In 1910, the Boise School District had the job of building and maintaining public playgrounds. The district bought 25 acres beside the river, where Municipal Park is now. The plan was to build a baseball stadium. Instead, the district leased the land to the Boise Commercial Club. The club opened a tourist campground.
The timing was good. It coincided with a national homesteading surge that brought people to Idaho, especially between the years of 1912 and 1917. According to city historians, the homesteaders came by car, earning the nickname "auto-tramps."
By 1918, the Boise Tourist Park was welcoming thousands of campers a season. The camping fee was 25 cents per car. The park offered amenities, including a communal kitchen with 18 electric hot plates, a laundry with natural geothermal water and an "auto laundry" - cement slabs where people could park for easy car washing.
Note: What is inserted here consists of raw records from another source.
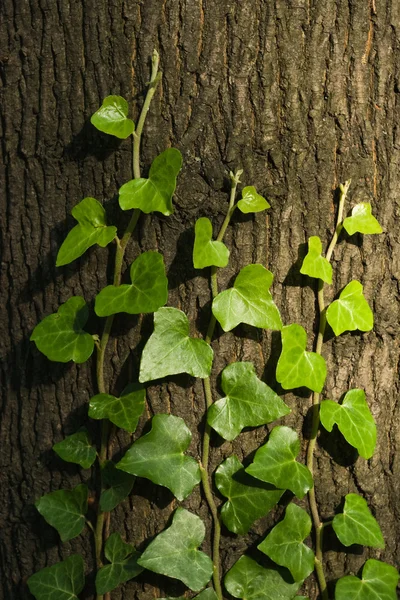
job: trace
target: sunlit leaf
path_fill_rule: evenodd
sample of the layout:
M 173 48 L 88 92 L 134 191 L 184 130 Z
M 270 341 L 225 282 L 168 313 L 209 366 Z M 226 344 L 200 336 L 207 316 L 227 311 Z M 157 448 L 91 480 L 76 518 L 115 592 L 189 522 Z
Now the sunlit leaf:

The Idaho Federation of Labor donated a bathhouse to the camp in 1919.
The "urban" camping trend grew. In the years after World War I, 20,000 cars a year came through Boise's tourist camp. The average stay: seven days.
A June 1920 Statesman article noted the hometowns and the destinations of a few campers. They included Dr. W.J. Wilson, traveling from Spokane to New York; A. Gerard, traveling from Boston to Seattle, and A.P. Fryan of Blackfoot, headed "anywhere."
The Boise Chamber of Commerce built a communal hall at the tourist park in 1921. The hall featured a screened porch and French doors that opened into a room with a fireplace made of local stone. According to a story in the Idaho Daily Statesman, campers spent their evenings sitting by the fireplace or dancing to music provided by a phonograph, a.k.a. "talking machine," donated by a local citizen.
Heavy use made it hard for the Boise Commercial Club to maintain the camp. It began a gradual decline in the 1920s. A 1921 article in the Statesman included a blistering review from an Oregon camper who referred to Boise's camp as a "dirty, ragged infant," a place where "mosquitoes revel and feast on the hapless tourist."
In 1927, the city bought the land from the school district and renamed it Municipal Park. Campers continued to spend time there until the Great Depression, when public interest in car camping waned and the park earned a reputation as a "hobo jungle."
The city closed the park to camping in 1938. It became a traditional civic park after that.